Exoplanets and the Prospect We’re Not Alone!

Modern astronomers are busy with telescopes and spectroscopes, exploring distant star systems, searching for planets that might support life as we know it—maybe intelligent life… like us. They’re finding hundreds of exoplanets that orbit distant stars and just might have life forms like the plants and animals of our world.

Why? Because the exoplanets are like “Mama Bear”… they’re not too big, not too small; they’re kind of like the Earth… jus-s-st right. And they’re not too close to their sun or too far from it. Again, they’re sort of like the Earth: jus-s-st right.

To a modern scientist, looking for extraterrestrial life means looking outward toward the stars with the assumption that conditions for life out there will be a lot like conditions for life here on Earth… and finding life out there would be the ultimate proof that “we’re not alone.”

Well, folks, there are a couple of problems with that thinking. First, you don’t have to go to all that trouble. If you really want to find extraterrestrial life, you don’t have to open your coffers to fund billion-dollar space astronomy programs… you just have to open your mind. Your mind’s like a radio tuner that’s normally set to your favorite station and mine—the vibrations of the material world and material universe. Most of us assume it’s the only station, but the fact is that there are countless other stations—other worlds and universe in-beyond* of our physical universe that march to a different beat, dance to a different vibration. And we can learn to tune our minds to visit those other worlds. And when we get there, we sometimes find them flourishing with life… conscious life… life that’s sometimes so conscious and bright that it makes us feel like bugs… but in a good, reassuring way, because those brilliant beings only want to love us, not step on us.

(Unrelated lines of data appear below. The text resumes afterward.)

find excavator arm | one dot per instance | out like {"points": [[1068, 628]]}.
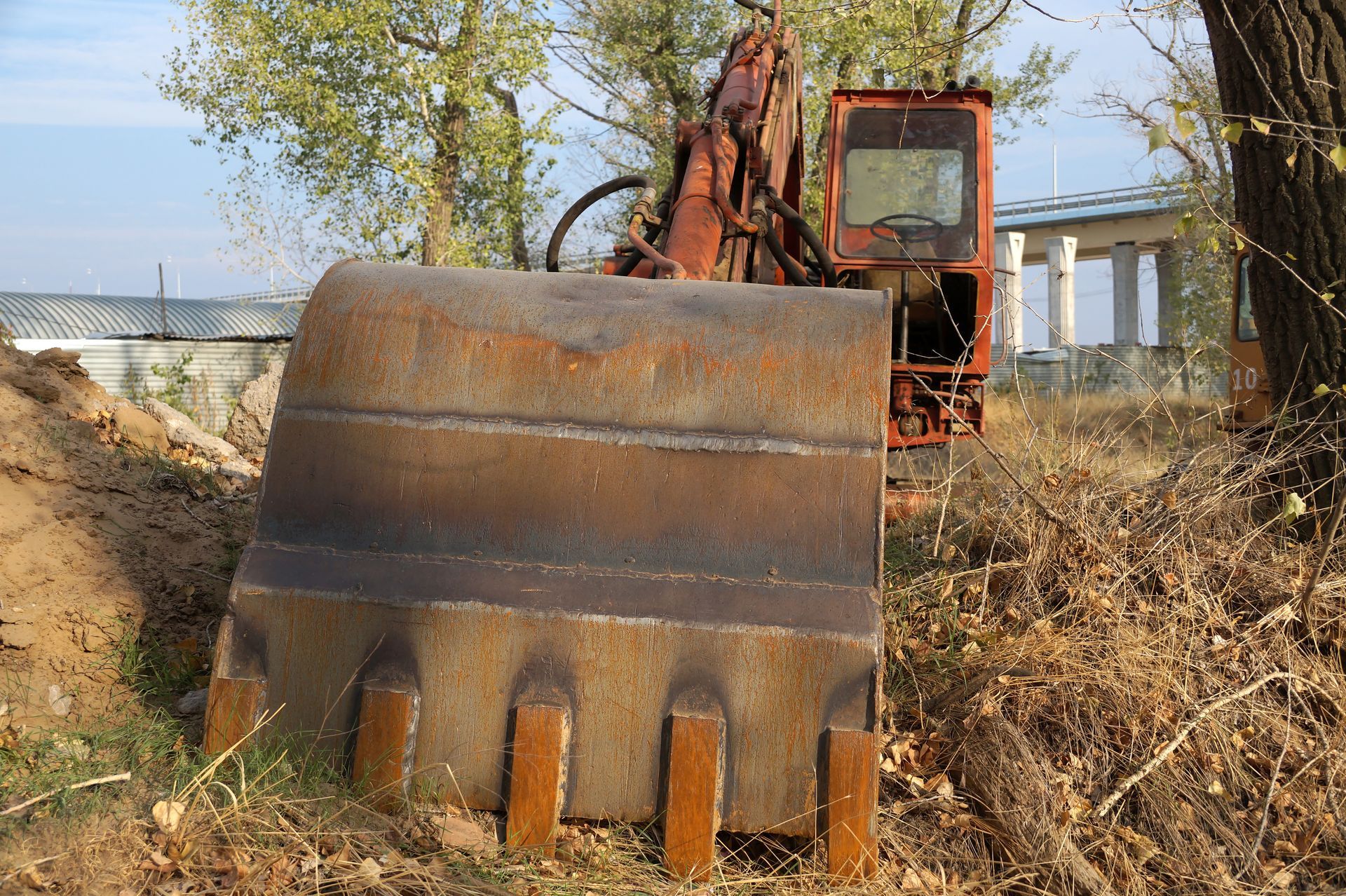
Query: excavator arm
{"points": [[607, 547]]}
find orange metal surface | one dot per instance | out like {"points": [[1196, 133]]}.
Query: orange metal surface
{"points": [[852, 796], [695, 786], [233, 710], [538, 756], [965, 376], [1249, 389], [386, 743], [613, 490]]}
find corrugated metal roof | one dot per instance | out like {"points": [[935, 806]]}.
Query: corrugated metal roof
{"points": [[57, 315], [1136, 370], [217, 370]]}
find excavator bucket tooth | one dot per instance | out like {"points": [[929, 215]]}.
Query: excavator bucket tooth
{"points": [[576, 547]]}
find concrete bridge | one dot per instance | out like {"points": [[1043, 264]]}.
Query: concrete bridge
{"points": [[1110, 224]]}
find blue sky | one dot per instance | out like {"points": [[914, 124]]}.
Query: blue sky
{"points": [[100, 175]]}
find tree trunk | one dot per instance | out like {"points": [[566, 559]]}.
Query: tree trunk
{"points": [[959, 39], [437, 233], [1286, 62], [437, 236], [516, 184]]}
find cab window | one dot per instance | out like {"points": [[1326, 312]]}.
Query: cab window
{"points": [[1246, 326], [909, 184]]}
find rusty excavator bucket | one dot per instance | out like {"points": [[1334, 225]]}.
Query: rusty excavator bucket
{"points": [[576, 547]]}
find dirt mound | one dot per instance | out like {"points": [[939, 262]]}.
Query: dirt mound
{"points": [[104, 548]]}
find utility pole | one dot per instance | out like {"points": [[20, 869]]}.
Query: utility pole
{"points": [[163, 306]]}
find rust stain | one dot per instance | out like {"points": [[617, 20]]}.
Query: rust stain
{"points": [[538, 777], [692, 803]]}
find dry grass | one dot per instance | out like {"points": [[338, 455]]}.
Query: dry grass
{"points": [[1128, 595]]}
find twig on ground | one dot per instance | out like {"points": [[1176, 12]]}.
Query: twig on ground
{"points": [[1000, 462], [1271, 787], [1171, 747], [225, 579], [92, 782], [194, 515], [1306, 599]]}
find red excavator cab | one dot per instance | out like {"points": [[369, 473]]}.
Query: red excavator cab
{"points": [[909, 208]]}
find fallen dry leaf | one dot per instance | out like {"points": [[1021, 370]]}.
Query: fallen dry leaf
{"points": [[168, 814], [461, 833]]}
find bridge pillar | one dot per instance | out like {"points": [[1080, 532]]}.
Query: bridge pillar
{"points": [[1061, 290], [1010, 282], [1126, 294], [1169, 273]]}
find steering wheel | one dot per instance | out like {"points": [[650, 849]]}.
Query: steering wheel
{"points": [[925, 232]]}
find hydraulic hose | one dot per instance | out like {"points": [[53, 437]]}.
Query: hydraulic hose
{"points": [[825, 265], [766, 228], [651, 232], [580, 206]]}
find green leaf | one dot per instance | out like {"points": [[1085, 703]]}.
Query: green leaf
{"points": [[1160, 137]]}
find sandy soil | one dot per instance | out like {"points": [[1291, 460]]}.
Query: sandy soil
{"points": [[100, 543]]}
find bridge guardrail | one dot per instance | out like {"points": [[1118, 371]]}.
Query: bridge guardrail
{"points": [[1096, 199]]}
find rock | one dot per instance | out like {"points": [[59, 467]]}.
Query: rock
{"points": [[83, 431], [62, 361], [18, 635], [58, 701], [193, 702], [33, 383], [237, 475], [140, 428], [184, 432], [461, 833], [250, 424]]}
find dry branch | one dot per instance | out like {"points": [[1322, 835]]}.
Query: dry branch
{"points": [[1012, 780], [92, 782]]}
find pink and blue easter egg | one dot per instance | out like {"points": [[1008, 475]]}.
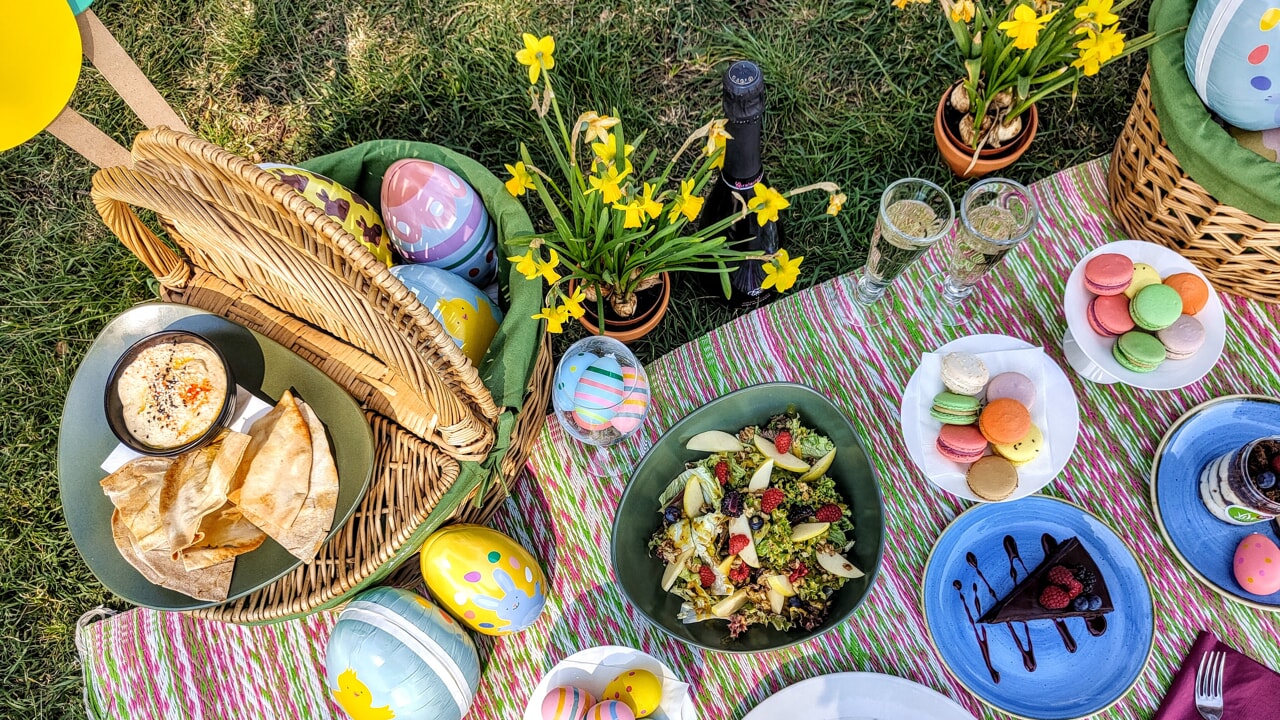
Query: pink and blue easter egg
{"points": [[567, 703], [435, 218], [630, 415]]}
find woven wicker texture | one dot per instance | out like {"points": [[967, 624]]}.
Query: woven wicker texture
{"points": [[248, 228], [1153, 199]]}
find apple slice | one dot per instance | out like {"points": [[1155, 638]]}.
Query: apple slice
{"points": [[821, 466], [784, 460], [760, 477], [740, 525], [672, 572], [808, 531], [713, 441], [730, 605], [839, 565]]}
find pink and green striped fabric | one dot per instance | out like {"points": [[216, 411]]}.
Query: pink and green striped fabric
{"points": [[142, 664]]}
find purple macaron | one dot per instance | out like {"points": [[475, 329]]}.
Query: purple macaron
{"points": [[1014, 386]]}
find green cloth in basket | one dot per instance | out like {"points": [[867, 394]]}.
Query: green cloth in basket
{"points": [[1206, 151]]}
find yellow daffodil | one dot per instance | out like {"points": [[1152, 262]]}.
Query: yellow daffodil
{"points": [[520, 180], [766, 204], [597, 126], [782, 272], [525, 264], [574, 302], [608, 185], [963, 12], [538, 54], [1025, 26], [554, 318], [688, 204]]}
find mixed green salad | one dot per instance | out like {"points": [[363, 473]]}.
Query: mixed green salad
{"points": [[755, 532]]}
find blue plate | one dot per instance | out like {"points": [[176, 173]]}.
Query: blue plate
{"points": [[1201, 541], [1064, 684]]}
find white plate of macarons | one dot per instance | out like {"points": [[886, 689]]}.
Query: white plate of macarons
{"points": [[1015, 373]]}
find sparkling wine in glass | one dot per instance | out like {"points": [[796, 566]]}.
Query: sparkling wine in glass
{"points": [[996, 215], [913, 215]]}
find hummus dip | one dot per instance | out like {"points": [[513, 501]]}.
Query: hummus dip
{"points": [[170, 393]]}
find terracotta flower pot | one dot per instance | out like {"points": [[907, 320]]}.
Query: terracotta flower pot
{"points": [[635, 327], [958, 154]]}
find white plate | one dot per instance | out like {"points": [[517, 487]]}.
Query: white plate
{"points": [[858, 696], [1061, 427], [1102, 365], [592, 670]]}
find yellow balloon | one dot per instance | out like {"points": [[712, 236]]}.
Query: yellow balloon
{"points": [[40, 62]]}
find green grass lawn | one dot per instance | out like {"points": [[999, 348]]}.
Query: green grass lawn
{"points": [[851, 91]]}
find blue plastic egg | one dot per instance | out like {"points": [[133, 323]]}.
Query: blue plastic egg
{"points": [[394, 654], [467, 314], [435, 218]]}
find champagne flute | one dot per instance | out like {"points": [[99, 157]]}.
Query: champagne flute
{"points": [[996, 215], [913, 215]]}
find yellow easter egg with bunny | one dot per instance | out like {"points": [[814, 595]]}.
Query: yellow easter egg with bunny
{"points": [[485, 579]]}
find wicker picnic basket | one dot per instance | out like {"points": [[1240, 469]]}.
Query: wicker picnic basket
{"points": [[246, 246], [1153, 199]]}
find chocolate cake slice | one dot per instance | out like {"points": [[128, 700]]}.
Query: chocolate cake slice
{"points": [[1054, 589]]}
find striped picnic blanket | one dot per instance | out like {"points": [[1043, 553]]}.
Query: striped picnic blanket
{"points": [[144, 664]]}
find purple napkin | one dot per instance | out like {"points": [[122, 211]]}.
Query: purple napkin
{"points": [[1249, 691]]}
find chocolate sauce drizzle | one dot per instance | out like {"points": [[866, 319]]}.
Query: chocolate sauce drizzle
{"points": [[1095, 625]]}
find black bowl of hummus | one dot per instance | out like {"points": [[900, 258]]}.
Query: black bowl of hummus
{"points": [[170, 392]]}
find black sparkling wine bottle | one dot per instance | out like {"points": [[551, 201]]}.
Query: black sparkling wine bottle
{"points": [[743, 171]]}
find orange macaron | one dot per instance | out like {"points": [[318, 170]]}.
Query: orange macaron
{"points": [[1005, 420], [1193, 291]]}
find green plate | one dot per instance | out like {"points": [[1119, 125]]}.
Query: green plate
{"points": [[640, 574], [261, 367]]}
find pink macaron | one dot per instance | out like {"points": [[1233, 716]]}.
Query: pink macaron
{"points": [[1109, 315], [961, 443], [1109, 273]]}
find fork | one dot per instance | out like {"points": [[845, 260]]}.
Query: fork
{"points": [[1208, 686]]}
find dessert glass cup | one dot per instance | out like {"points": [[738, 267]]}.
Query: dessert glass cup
{"points": [[1230, 492]]}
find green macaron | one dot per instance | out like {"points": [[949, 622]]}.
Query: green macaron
{"points": [[1139, 352], [1156, 306], [951, 409]]}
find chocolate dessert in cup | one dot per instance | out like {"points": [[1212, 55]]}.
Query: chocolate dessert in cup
{"points": [[1243, 486]]}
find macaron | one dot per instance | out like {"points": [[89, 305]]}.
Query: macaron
{"points": [[1109, 315], [951, 409], [992, 478], [1023, 451], [1109, 273], [1005, 420], [1192, 288], [964, 373], [1156, 306], [961, 443], [1138, 351], [1014, 386], [1182, 338], [1143, 276]]}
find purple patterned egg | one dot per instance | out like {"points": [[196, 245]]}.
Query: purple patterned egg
{"points": [[435, 218]]}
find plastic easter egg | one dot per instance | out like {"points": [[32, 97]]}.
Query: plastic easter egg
{"points": [[484, 578], [639, 689], [467, 314], [567, 703], [630, 415], [352, 212], [611, 710], [1257, 565], [394, 654], [435, 218]]}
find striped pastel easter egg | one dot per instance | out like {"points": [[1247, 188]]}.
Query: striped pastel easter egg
{"points": [[567, 703], [635, 406]]}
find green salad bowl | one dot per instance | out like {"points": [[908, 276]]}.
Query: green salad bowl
{"points": [[639, 514]]}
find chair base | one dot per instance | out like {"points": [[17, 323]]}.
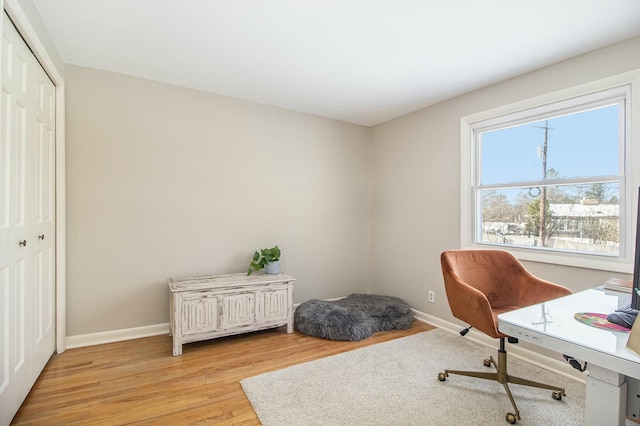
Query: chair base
{"points": [[501, 376]]}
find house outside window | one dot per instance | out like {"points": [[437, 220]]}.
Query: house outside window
{"points": [[552, 179]]}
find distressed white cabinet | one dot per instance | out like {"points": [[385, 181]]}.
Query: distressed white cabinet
{"points": [[213, 306]]}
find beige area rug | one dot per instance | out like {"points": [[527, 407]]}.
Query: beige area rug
{"points": [[396, 383]]}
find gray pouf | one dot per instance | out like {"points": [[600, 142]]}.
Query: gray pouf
{"points": [[353, 318]]}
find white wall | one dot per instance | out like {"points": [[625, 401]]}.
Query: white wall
{"points": [[416, 181], [164, 181]]}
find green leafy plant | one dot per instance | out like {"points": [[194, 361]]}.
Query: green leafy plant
{"points": [[261, 258]]}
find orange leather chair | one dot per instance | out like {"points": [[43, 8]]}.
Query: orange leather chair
{"points": [[480, 285]]}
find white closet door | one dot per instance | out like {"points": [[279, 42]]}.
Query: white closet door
{"points": [[27, 233]]}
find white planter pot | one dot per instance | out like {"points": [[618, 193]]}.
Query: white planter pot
{"points": [[272, 268]]}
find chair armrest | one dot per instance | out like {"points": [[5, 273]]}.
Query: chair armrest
{"points": [[470, 305]]}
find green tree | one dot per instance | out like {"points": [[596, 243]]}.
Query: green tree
{"points": [[597, 191]]}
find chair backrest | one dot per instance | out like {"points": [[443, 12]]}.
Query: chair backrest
{"points": [[495, 273], [481, 284]]}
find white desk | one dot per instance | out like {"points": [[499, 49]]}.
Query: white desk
{"points": [[552, 325]]}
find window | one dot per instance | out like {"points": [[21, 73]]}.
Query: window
{"points": [[551, 179]]}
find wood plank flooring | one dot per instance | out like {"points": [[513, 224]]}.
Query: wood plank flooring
{"points": [[139, 381]]}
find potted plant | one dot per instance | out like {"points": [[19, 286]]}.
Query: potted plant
{"points": [[267, 259]]}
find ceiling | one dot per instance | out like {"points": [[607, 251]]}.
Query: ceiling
{"points": [[360, 61]]}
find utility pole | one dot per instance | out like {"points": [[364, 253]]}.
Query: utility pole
{"points": [[543, 193]]}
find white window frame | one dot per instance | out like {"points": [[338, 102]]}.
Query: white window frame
{"points": [[628, 85]]}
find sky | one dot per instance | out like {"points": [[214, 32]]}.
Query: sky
{"points": [[581, 144]]}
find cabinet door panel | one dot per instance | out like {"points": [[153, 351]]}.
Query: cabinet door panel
{"points": [[273, 305], [199, 315], [238, 310]]}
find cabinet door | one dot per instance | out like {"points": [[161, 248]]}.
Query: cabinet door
{"points": [[27, 220], [273, 304], [238, 310], [199, 314]]}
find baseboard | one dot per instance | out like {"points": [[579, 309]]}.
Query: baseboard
{"points": [[527, 355], [535, 358], [83, 340]]}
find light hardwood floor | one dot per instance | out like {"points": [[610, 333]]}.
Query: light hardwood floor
{"points": [[139, 381]]}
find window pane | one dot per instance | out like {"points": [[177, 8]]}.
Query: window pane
{"points": [[577, 218], [577, 145]]}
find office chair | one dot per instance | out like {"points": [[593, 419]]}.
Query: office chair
{"points": [[480, 285]]}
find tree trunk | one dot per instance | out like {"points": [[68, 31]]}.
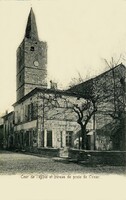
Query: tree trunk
{"points": [[84, 136]]}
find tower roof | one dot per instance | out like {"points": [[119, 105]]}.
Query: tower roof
{"points": [[31, 28]]}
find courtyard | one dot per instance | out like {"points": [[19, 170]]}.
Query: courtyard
{"points": [[12, 163]]}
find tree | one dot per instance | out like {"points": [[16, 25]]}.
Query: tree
{"points": [[119, 103]]}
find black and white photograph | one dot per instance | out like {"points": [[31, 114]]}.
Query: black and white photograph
{"points": [[63, 97]]}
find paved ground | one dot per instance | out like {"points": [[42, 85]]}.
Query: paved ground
{"points": [[18, 163]]}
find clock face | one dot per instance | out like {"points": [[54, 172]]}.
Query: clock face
{"points": [[36, 63]]}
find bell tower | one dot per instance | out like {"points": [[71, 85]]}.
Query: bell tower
{"points": [[31, 60]]}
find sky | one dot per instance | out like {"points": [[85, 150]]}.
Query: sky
{"points": [[80, 34]]}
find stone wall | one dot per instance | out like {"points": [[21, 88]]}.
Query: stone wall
{"points": [[99, 157]]}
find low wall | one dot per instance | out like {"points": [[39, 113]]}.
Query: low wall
{"points": [[99, 157], [51, 152]]}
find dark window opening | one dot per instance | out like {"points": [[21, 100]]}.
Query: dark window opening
{"points": [[20, 78], [69, 138], [32, 49]]}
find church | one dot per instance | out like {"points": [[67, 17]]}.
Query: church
{"points": [[45, 119], [42, 116]]}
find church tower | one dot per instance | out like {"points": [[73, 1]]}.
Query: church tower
{"points": [[31, 60]]}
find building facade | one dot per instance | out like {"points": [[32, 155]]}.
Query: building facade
{"points": [[46, 118]]}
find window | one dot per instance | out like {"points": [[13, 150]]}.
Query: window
{"points": [[32, 48], [69, 138], [20, 78], [49, 138]]}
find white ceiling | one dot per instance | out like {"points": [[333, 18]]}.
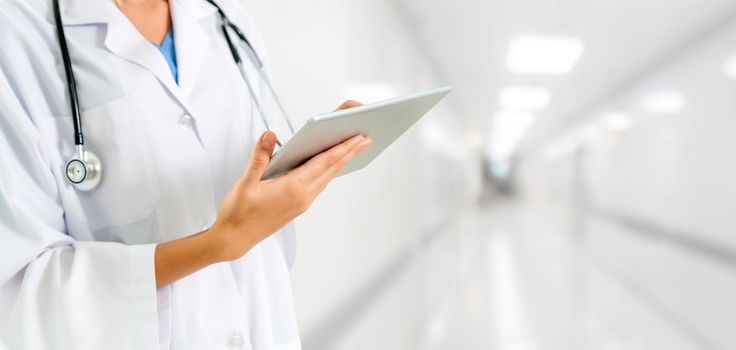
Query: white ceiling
{"points": [[624, 40]]}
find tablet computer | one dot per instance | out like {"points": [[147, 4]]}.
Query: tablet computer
{"points": [[383, 122]]}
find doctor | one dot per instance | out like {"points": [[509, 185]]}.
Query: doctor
{"points": [[180, 245]]}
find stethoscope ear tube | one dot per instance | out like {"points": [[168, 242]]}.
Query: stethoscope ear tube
{"points": [[84, 170], [70, 79]]}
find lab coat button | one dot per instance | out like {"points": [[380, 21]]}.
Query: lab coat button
{"points": [[186, 122], [236, 341]]}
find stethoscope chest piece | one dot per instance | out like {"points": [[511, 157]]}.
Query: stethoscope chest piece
{"points": [[84, 171]]}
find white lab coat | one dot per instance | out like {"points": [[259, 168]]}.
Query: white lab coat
{"points": [[77, 269]]}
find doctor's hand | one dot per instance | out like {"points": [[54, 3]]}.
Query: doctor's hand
{"points": [[255, 209]]}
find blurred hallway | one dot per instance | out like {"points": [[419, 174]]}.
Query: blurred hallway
{"points": [[607, 125], [520, 275]]}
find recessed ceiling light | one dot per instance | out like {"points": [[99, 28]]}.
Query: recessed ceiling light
{"points": [[729, 67], [666, 102], [589, 133], [617, 121], [524, 98], [548, 55]]}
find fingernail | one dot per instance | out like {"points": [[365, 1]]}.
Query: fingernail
{"points": [[268, 140]]}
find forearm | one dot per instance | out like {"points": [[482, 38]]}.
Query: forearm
{"points": [[180, 258]]}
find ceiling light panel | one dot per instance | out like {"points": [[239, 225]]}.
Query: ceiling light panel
{"points": [[544, 55], [663, 102], [524, 98]]}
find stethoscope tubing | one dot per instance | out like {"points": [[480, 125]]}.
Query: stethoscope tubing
{"points": [[87, 163]]}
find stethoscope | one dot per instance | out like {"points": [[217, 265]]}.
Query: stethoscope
{"points": [[84, 170]]}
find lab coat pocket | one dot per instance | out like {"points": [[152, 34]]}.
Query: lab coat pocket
{"points": [[129, 191]]}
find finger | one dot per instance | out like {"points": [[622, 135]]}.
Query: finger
{"points": [[349, 104], [260, 158], [323, 161], [321, 183]]}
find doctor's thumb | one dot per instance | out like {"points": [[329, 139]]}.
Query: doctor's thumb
{"points": [[262, 153]]}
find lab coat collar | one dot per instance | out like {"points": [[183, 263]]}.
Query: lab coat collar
{"points": [[77, 12], [190, 39]]}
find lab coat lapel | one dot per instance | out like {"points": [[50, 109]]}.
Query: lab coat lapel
{"points": [[190, 39], [124, 40]]}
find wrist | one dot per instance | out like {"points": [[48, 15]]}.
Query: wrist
{"points": [[225, 244], [213, 246]]}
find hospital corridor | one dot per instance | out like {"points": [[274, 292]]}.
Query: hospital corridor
{"points": [[576, 189]]}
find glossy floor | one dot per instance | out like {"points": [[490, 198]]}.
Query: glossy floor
{"points": [[520, 276]]}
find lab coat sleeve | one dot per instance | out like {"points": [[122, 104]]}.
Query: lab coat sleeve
{"points": [[57, 292]]}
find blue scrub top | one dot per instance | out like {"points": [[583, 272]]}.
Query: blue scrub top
{"points": [[169, 51]]}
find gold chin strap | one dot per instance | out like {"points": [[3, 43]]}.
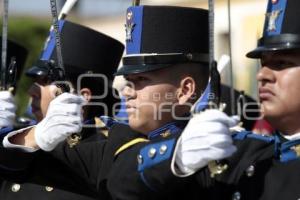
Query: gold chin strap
{"points": [[102, 126], [129, 144]]}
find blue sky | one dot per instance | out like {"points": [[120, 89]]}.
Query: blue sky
{"points": [[88, 8]]}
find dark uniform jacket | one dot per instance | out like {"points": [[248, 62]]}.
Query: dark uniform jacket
{"points": [[24, 175], [264, 168], [99, 164]]}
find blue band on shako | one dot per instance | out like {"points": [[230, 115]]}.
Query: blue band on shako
{"points": [[50, 44]]}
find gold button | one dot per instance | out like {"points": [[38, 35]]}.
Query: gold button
{"points": [[15, 187], [250, 171], [49, 189]]}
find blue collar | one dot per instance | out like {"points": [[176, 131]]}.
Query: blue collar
{"points": [[288, 150]]}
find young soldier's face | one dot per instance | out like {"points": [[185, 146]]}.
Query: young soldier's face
{"points": [[149, 99], [279, 89], [41, 94]]}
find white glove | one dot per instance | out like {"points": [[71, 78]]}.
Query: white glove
{"points": [[7, 109], [64, 117], [206, 138]]}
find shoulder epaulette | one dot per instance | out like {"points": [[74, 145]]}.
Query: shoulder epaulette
{"points": [[129, 144], [248, 134]]}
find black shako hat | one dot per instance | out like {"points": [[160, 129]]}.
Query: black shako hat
{"points": [[17, 53], [83, 50], [161, 36], [281, 29]]}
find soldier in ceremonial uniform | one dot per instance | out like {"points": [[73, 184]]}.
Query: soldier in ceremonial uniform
{"points": [[167, 70], [85, 52]]}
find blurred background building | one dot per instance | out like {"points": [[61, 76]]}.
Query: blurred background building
{"points": [[108, 16]]}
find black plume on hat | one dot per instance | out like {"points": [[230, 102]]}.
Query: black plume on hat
{"points": [[83, 49]]}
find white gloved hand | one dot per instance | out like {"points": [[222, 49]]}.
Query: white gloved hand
{"points": [[64, 117], [206, 138], [7, 109]]}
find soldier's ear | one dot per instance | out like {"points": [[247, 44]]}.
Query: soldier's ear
{"points": [[86, 93], [186, 90]]}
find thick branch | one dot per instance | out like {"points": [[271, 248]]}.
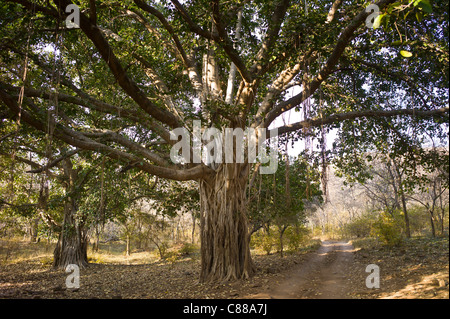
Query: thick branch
{"points": [[129, 86], [342, 42], [79, 140]]}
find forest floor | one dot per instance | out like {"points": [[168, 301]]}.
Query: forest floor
{"points": [[419, 268]]}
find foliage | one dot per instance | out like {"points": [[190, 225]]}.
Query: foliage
{"points": [[388, 229]]}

So that’s the first problem with modern thinking about extraterrestrial life—the assumption that we have to look outward into the stars to find it… when it’s really right here, all around us, superimposed over our world, flourishing in countless worlds that are invisible but not inaccessible to us.

The second problem is that we expect to find life existing under the same conditions as here on Earth. Most scientists, like most people, assume that life everywhere is based on the same familiar principles of physics and biology as life found in our world… but nearly two decades of inter-dimensional (afterlife) research have convinced me that that’s not at all the case. The fact is, our world is illusory in the bigger picture of reality in virtually all aspects that we take for granted. Life, time, space, gravity, structure, motion—most of the stuff studied and measured by scientists—it’s all illusion. The forms and forces of this world are what eastern mystics for centuries have called “Maya” or “Samsara,” which is the manifestation of pure, genuine divine life or consciousness as it has to transduce down into very dense, heavy vibration to form life in the material universe. This dummied-down force of life comes together as the structures and energies that we have come to accept—consciously, at least—as reality.

Science today is mostly engrossed in the illusion, and the most popular projects to study extraterrestrial life are completely off the mark—looking outward into the stars, instead of in-beyond* into subtler realms of existence.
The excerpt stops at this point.